Tears poked the backs of my eyes, and I looked away. I should’ve switched to automatic payments long ago, but something about getting those statements in the mail was a painful reminder of how stupid I’d been. Each time I dreaded approaching the mailbox served as a lesson in trusting the wrong person. A tutorial on how I couldn’t be trusted when it came to relationships.

And it was five credit cards. “Those are none of your?—”

“Don’t you dare say it. It was insulting enough the first time.” He ground his teeth so hard they should’ve disintegrated. “Don’t fucking tell me that anything that stresses you is none of my business.”

“You stress me,” I shot back and immediately felt like shit for it.

He stiffened. “So that’s it. You’re never going to trust me. I’m good enough for a good time, but I can’t be let into your life enough to ever help you with the hard times.”

“Since those hard times are because of you, no.” I gasped and pressed my fingers to my lips. I should apologize, but I was too stunned I had said that.

“Jesus.” He raked a hand through his hair. “You’re right. I fucked it all up and I can’t fix it.” He dropped his hand and let out a long exhale. “I’ll leave as soon as I can arrange another place to stay. You can keep the house, and we can propose a rental agreement with Aunt Linda.”

Panic clawed the inside of my ribs. Leave? Rent? I couldn’t afford this house.

His distraught gaze clashed with mine, and he hesitated, like he was waiting for me to say something. I had no words. All my fears were coalescing into this moment. I waited too long. I didn’t wait long enough.

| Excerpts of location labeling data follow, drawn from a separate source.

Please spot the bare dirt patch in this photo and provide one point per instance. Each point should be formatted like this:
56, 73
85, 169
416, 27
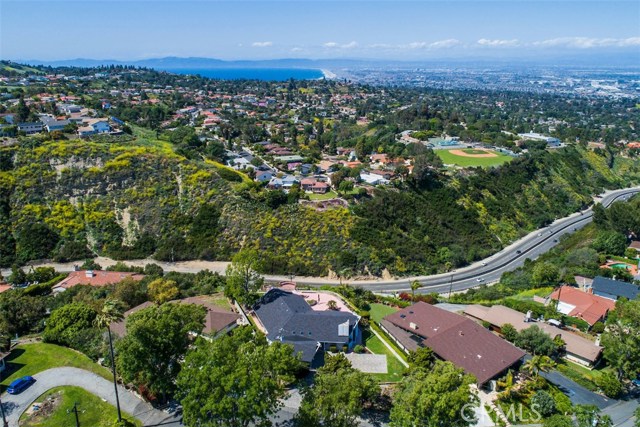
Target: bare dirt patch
463, 154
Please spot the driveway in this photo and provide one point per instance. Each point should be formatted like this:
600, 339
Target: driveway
15, 405
578, 394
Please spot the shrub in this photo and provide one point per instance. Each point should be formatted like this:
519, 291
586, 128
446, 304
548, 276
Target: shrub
610, 385
598, 328
546, 405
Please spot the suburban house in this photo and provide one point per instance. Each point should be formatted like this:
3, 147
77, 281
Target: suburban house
217, 321
614, 289
94, 126
577, 348
284, 183
586, 306
288, 318
454, 338
30, 127
373, 179
95, 278
264, 176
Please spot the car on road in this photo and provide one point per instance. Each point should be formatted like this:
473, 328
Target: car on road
20, 384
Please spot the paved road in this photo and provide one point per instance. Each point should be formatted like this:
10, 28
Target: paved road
15, 405
578, 394
488, 270
622, 412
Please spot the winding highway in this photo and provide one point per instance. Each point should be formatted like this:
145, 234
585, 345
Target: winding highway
490, 269
486, 271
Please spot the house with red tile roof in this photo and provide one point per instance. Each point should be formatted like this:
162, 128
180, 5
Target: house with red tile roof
95, 278
588, 307
454, 338
577, 348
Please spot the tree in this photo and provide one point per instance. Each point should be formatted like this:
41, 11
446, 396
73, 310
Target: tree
235, 380
422, 358
545, 274
242, 279
538, 363
610, 385
621, 340
415, 285
111, 313
157, 339
434, 398
507, 385
337, 397
544, 402
21, 313
589, 416
161, 291
67, 321
610, 243
509, 332
558, 421
535, 341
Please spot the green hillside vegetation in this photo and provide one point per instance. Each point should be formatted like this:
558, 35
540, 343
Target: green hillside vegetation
67, 200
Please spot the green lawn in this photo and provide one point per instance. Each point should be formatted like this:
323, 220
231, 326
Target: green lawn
395, 369
452, 159
378, 311
29, 359
220, 300
326, 196
92, 411
583, 376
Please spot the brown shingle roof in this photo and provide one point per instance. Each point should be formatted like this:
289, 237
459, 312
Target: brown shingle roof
498, 315
216, 319
457, 339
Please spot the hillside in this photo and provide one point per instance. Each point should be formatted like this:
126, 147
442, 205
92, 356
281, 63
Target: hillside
131, 201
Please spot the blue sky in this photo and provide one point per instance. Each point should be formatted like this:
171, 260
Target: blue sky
404, 30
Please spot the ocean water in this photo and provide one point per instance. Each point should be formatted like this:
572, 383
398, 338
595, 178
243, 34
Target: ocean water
269, 74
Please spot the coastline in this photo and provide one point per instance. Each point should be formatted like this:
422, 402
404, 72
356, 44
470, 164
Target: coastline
328, 74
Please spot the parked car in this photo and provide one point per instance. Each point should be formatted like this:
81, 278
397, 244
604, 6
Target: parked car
20, 384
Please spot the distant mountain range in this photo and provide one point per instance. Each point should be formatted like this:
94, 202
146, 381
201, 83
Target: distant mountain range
599, 60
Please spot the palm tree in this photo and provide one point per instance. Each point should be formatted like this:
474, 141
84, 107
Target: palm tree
415, 285
538, 363
507, 385
111, 313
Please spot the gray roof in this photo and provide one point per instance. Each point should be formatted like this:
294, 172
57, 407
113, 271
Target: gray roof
288, 318
615, 287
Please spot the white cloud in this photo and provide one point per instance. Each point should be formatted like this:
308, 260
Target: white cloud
443, 44
334, 45
588, 42
499, 43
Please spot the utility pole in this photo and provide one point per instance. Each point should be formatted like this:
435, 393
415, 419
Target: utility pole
5, 423
75, 411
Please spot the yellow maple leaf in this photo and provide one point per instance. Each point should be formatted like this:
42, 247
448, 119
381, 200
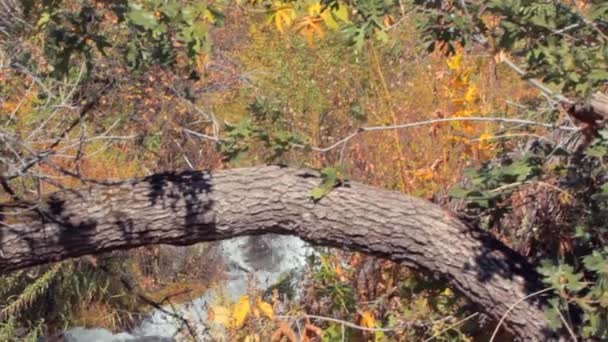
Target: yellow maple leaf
266, 308
241, 311
454, 62
367, 319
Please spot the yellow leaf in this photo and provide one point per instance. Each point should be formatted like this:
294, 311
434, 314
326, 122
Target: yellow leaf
252, 338
309, 27
471, 95
283, 15
266, 308
454, 62
484, 137
209, 16
315, 9
367, 319
341, 13
220, 314
241, 311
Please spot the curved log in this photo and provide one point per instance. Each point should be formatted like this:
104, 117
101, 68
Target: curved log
190, 207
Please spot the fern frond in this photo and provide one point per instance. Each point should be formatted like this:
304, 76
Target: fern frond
31, 292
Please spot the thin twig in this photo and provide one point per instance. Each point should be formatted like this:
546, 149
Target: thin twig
339, 321
451, 327
570, 331
513, 307
536, 83
435, 121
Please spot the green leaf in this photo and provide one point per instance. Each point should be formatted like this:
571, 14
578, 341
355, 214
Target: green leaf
331, 177
143, 18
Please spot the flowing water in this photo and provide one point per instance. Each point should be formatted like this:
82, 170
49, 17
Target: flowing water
253, 262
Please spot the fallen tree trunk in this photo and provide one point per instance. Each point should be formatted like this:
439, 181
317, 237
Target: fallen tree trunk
190, 207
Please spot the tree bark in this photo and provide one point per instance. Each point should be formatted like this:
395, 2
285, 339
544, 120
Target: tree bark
190, 207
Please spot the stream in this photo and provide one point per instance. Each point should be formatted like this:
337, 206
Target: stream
252, 262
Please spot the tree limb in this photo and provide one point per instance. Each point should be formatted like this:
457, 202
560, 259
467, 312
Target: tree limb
190, 207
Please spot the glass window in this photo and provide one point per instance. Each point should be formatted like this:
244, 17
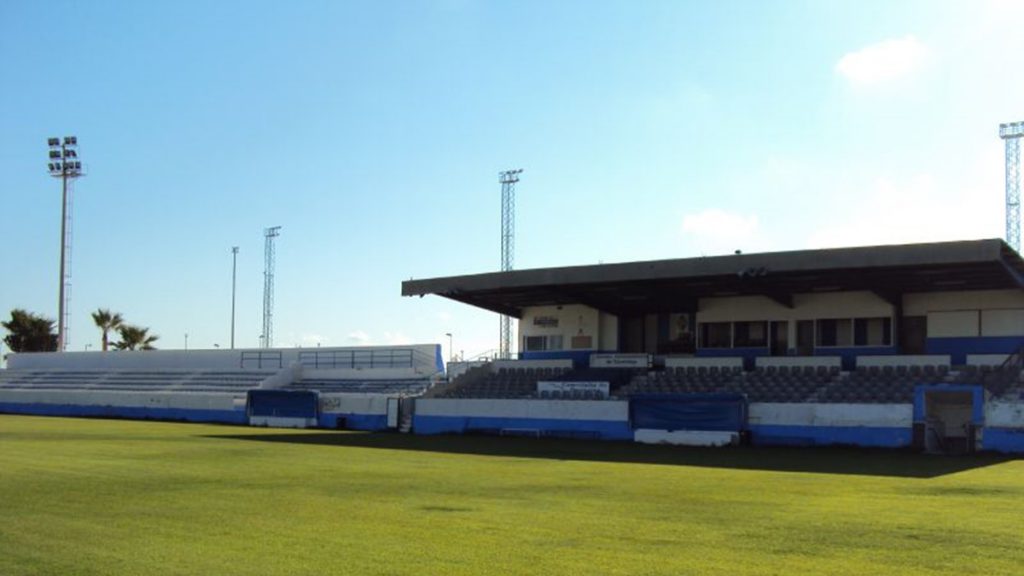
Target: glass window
825, 333
872, 332
716, 335
751, 334
835, 332
534, 343
555, 342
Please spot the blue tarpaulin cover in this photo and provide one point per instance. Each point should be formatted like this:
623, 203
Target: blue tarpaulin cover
726, 412
286, 404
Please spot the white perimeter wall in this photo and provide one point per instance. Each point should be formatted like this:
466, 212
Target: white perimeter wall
353, 404
1005, 414
873, 415
185, 360
190, 401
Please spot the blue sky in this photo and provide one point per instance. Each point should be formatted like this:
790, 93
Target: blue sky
373, 132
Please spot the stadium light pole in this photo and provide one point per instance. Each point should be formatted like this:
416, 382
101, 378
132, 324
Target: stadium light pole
64, 164
235, 269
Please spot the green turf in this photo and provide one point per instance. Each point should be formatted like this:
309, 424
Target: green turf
111, 497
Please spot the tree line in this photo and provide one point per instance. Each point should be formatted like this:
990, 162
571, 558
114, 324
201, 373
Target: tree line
33, 332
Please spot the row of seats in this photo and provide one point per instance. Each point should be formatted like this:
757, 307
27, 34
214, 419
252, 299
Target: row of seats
128, 380
391, 387
790, 384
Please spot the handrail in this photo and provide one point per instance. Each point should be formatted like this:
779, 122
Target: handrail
390, 358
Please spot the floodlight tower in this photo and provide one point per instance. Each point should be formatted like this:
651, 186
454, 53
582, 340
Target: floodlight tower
64, 164
235, 269
1012, 134
508, 178
266, 338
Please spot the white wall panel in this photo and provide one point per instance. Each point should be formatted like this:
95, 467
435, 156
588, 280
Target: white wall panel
921, 304
880, 415
952, 324
1003, 322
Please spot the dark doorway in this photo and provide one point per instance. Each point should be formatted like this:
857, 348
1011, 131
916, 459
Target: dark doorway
805, 337
633, 334
779, 338
912, 333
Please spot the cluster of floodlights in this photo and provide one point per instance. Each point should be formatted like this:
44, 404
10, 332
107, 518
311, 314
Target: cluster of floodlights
64, 157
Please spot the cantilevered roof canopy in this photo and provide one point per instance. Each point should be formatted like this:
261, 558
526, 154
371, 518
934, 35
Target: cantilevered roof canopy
676, 285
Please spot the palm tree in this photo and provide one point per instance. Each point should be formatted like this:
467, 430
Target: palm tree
107, 321
29, 332
134, 337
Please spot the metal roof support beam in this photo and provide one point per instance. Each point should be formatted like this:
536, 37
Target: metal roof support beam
892, 297
1018, 278
780, 298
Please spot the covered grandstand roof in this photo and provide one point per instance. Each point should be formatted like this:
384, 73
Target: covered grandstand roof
676, 284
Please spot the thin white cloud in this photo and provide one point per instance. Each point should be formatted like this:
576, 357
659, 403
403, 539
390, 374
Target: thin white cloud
718, 231
918, 209
396, 338
359, 337
309, 340
883, 62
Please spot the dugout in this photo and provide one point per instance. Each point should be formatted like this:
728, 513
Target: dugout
287, 409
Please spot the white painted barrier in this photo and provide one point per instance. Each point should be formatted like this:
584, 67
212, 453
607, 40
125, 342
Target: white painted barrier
1006, 414
515, 364
870, 415
620, 361
919, 360
986, 359
684, 362
798, 361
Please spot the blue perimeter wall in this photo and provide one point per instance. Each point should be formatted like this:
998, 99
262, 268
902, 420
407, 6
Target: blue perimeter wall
368, 422
1010, 441
604, 429
133, 412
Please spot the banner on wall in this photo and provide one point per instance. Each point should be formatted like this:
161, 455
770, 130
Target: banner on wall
563, 387
620, 361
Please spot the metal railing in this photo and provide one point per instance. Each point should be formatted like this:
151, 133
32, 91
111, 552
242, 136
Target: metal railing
262, 360
389, 358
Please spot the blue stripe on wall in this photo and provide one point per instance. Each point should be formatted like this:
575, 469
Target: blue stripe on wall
605, 429
957, 348
1010, 441
132, 412
770, 435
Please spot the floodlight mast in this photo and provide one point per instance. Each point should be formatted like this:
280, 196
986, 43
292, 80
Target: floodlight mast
266, 339
235, 268
1012, 134
65, 164
508, 179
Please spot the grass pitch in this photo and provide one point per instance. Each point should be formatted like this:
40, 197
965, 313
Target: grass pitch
112, 497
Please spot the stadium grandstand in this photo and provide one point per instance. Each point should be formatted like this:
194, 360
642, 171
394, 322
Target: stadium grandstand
900, 346
909, 345
363, 387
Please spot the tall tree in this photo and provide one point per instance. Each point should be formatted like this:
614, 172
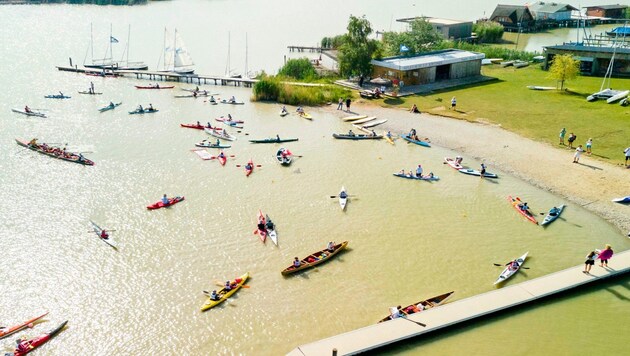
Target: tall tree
564, 67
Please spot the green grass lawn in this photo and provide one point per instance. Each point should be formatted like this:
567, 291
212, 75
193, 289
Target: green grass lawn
539, 115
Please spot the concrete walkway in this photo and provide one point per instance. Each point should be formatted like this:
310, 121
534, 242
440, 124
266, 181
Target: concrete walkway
379, 335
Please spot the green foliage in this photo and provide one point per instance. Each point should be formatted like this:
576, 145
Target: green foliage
564, 67
300, 68
488, 31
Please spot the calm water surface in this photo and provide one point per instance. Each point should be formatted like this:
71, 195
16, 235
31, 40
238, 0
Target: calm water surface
408, 240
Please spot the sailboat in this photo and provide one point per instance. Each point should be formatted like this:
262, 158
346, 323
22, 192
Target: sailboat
176, 56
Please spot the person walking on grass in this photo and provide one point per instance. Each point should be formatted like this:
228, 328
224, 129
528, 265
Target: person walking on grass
578, 152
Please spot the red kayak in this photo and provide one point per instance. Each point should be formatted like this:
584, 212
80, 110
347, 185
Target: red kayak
27, 346
160, 204
262, 222
153, 87
251, 168
11, 329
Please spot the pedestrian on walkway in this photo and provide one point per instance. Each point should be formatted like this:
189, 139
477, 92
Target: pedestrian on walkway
578, 152
605, 255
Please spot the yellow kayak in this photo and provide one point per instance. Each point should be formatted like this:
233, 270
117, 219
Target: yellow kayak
223, 294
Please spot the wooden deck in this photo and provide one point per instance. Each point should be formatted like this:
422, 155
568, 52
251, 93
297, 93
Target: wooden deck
379, 335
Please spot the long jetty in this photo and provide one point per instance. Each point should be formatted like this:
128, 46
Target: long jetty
383, 334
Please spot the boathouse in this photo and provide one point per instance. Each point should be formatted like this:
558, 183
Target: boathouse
513, 18
450, 29
594, 60
429, 67
609, 11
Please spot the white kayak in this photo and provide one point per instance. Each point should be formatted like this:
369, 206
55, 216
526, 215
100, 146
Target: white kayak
510, 270
108, 240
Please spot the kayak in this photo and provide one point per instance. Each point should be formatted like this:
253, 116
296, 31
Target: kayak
69, 156
251, 169
421, 305
223, 294
510, 270
262, 233
109, 107
451, 162
343, 201
315, 258
273, 140
159, 205
153, 87
515, 203
271, 230
286, 160
409, 176
224, 135
38, 341
551, 218
474, 172
417, 142
32, 113
108, 240
11, 329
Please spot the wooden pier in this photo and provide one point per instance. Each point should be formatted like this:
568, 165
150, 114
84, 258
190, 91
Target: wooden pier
379, 335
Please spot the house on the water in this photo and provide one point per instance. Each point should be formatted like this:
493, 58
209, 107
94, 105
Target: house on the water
608, 11
429, 67
514, 18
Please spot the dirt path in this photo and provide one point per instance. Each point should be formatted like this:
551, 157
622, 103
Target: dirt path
590, 183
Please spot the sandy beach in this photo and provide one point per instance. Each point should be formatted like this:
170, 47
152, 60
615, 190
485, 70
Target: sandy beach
590, 183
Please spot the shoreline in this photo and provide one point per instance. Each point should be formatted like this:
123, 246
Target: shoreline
590, 183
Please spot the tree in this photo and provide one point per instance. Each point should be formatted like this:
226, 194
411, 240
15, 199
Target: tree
564, 67
357, 49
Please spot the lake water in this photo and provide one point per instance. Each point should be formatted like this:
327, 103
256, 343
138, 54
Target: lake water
408, 240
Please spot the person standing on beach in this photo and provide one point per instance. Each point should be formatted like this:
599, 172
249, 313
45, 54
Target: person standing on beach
562, 133
605, 255
578, 152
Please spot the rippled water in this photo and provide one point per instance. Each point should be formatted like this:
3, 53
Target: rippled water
408, 240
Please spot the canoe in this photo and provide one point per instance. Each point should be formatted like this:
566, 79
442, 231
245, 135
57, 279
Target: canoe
38, 341
262, 233
138, 112
417, 142
357, 137
11, 329
211, 145
70, 157
33, 113
223, 294
343, 201
154, 87
422, 305
271, 230
451, 162
159, 204
108, 240
474, 172
515, 203
316, 259
251, 169
408, 176
551, 218
353, 118
223, 135
109, 107
509, 271
285, 161
227, 120
273, 140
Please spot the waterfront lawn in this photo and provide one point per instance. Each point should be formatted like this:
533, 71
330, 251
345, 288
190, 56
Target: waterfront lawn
536, 114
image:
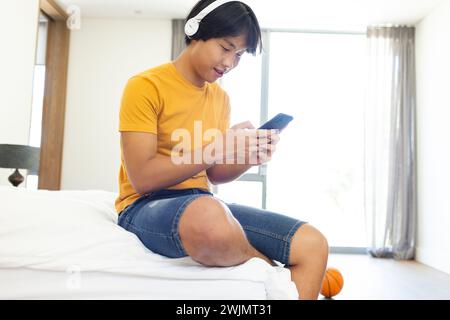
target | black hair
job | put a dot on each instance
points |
(228, 20)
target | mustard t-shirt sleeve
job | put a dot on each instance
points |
(224, 123)
(139, 107)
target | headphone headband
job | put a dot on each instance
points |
(192, 25)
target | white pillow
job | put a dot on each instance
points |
(77, 230)
(41, 229)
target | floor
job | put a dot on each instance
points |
(367, 278)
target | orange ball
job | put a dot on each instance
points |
(332, 283)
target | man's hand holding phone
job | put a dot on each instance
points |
(243, 144)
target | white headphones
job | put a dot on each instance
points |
(192, 25)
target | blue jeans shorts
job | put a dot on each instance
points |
(154, 219)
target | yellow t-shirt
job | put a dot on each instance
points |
(161, 100)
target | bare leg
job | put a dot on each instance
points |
(309, 256)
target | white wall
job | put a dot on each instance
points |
(18, 32)
(103, 55)
(433, 129)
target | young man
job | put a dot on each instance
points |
(167, 203)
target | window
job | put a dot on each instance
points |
(38, 93)
(316, 174)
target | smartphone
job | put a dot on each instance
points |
(280, 121)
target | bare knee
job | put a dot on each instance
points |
(210, 234)
(308, 244)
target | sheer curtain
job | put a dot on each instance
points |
(390, 164)
(178, 43)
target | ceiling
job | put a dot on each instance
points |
(331, 14)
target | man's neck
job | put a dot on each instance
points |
(185, 67)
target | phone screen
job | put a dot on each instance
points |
(280, 121)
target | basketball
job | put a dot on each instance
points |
(332, 283)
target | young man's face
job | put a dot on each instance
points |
(217, 56)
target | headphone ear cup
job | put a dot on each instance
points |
(191, 27)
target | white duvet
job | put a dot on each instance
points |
(77, 230)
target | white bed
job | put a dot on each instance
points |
(67, 245)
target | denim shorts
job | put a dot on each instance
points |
(154, 219)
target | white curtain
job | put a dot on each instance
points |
(390, 143)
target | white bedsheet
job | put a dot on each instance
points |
(75, 233)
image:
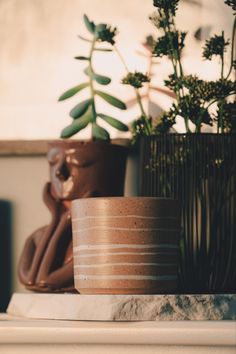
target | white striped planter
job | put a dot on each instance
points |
(126, 245)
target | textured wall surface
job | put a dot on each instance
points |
(39, 40)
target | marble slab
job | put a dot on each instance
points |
(123, 307)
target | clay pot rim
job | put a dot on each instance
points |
(133, 198)
(121, 143)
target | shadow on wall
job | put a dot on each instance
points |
(5, 253)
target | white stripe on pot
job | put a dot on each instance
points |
(126, 277)
(108, 228)
(88, 255)
(124, 264)
(125, 216)
(115, 246)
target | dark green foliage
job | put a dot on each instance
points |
(215, 46)
(111, 99)
(71, 92)
(135, 79)
(194, 95)
(167, 5)
(115, 123)
(168, 119)
(141, 127)
(84, 112)
(170, 44)
(76, 126)
(231, 3)
(89, 24)
(105, 33)
(80, 108)
(99, 132)
(228, 111)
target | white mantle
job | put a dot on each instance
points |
(47, 336)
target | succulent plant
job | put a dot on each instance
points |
(85, 112)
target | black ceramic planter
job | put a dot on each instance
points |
(200, 171)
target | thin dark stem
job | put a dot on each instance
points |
(92, 91)
(139, 100)
(232, 49)
(222, 60)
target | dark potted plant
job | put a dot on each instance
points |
(78, 169)
(197, 168)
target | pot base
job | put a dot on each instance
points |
(137, 291)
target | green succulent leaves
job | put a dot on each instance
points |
(115, 123)
(76, 126)
(84, 112)
(111, 99)
(99, 132)
(80, 108)
(89, 24)
(100, 79)
(71, 92)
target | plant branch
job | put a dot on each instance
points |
(232, 49)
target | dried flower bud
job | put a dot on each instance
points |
(105, 33)
(215, 46)
(135, 79)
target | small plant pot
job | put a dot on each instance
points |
(126, 245)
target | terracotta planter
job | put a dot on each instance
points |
(126, 245)
(77, 170)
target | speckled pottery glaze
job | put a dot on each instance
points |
(126, 245)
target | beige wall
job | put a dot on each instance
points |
(39, 41)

It didn’t matter.

His sigh was long and heavy. “I don’t want to be the reason you’re scared to live life, Daisy, but I am. And despite what you seem to think, I’m worried about that little girl too. I don’t want to hurt her. So I’ll start by working long hours. By the time I find a place, she’ll be used to never seeing me again.”

Would she? Because I had never gotten used to it. “It’s fitting, you know,” I said, my voice hoarse. “It’s the same time of year that I left you.”

Sadness filled his eyes. A dark hopelessness. “I guess it was inevitable, just like you assumed it would be.”

“I did not,” I whispered.

But he only gave me a knowing look and walked out of my room. Forgetting that I could wake Laila, I slammed the door behind him, sank onto the bed, and sobbed.